An 18-year-old patient reported with the complaint of burning sensation in the mouth. History revealed the patient could not tolerate spicy food and had to modify his diet to a bland one to get relief for the past 1 month. He has white patches on his buccal mucosae since childhood which have never caused him any problems. He apparently did not have any substance abuse habits or history chronic cheek chewing habit. The patients’ medical, dental, personal and family history were unremarkable.
On clinical examination, well-demarcated, symmetrical white patch was present on buccal mucosae bilaterally, almost homogenously white, extending from commissure of lip till the retro-molar region of size 4×3 cm approximately, irregular in shape with well-defined borders with smooth surface and velvety texture which was, rough in consistency, non-tender on palpation and unscrapable. Focal erythematous areas present in the white patches possibly due to masticatory trauma (figure 2). These lesions were not seen anywhere else in the oral cavity or on the body.
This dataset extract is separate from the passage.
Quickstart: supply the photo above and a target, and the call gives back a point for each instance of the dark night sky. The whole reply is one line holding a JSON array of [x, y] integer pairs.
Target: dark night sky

Since both frictional hyperkeratosis and morsicatio buccarum are seen clinically as white patches on the buccal mucosae, associated with chronic trauma, they were excluded by negative history of cheek chewing habit, absence of any malaligned teeth, sharp cusps or buccoverted third molars, besides considering the fact that the white patches extended from the labial commissure to the retromolar region and being present since childhood pointed towards WSN. The presence of focal erythematous areas in the otherwise homogenously white patches indicated a possible cause of trauma which inadvertently could happen during mastication. As the symmetrical white patches were present since childhood, not associated with chronic irritation or tissue abuse and the medical history was unremarkable, it was clinically diagnosed as WSN but a biopsy was done to confirm the diagnosis.
Histopathological evaluation revealed hyper-parakeratinised acanthotic stratified squamous epithelium overlying scanty delicately collagenous connective tissue stroma. Epithelial cells showed vacuolation, especially pronounced in the stratum spinosum. Few of the epithelial cells show perinuclear condensation of eosinophilic substances resembling keratin filaments, suggestive of WSN (figure 3). The patient was given 1% clotrimazole lotion to apply five times a day and he was completely asymptomatic when he was followed up a month later.
White sponge naevus is a rare developmental oral white lesion.
It needs to be differentiated from other common oral white lesions especially leukoplakia.
White sponge naevus must be diagnosed early to avoid unnecessary treatment.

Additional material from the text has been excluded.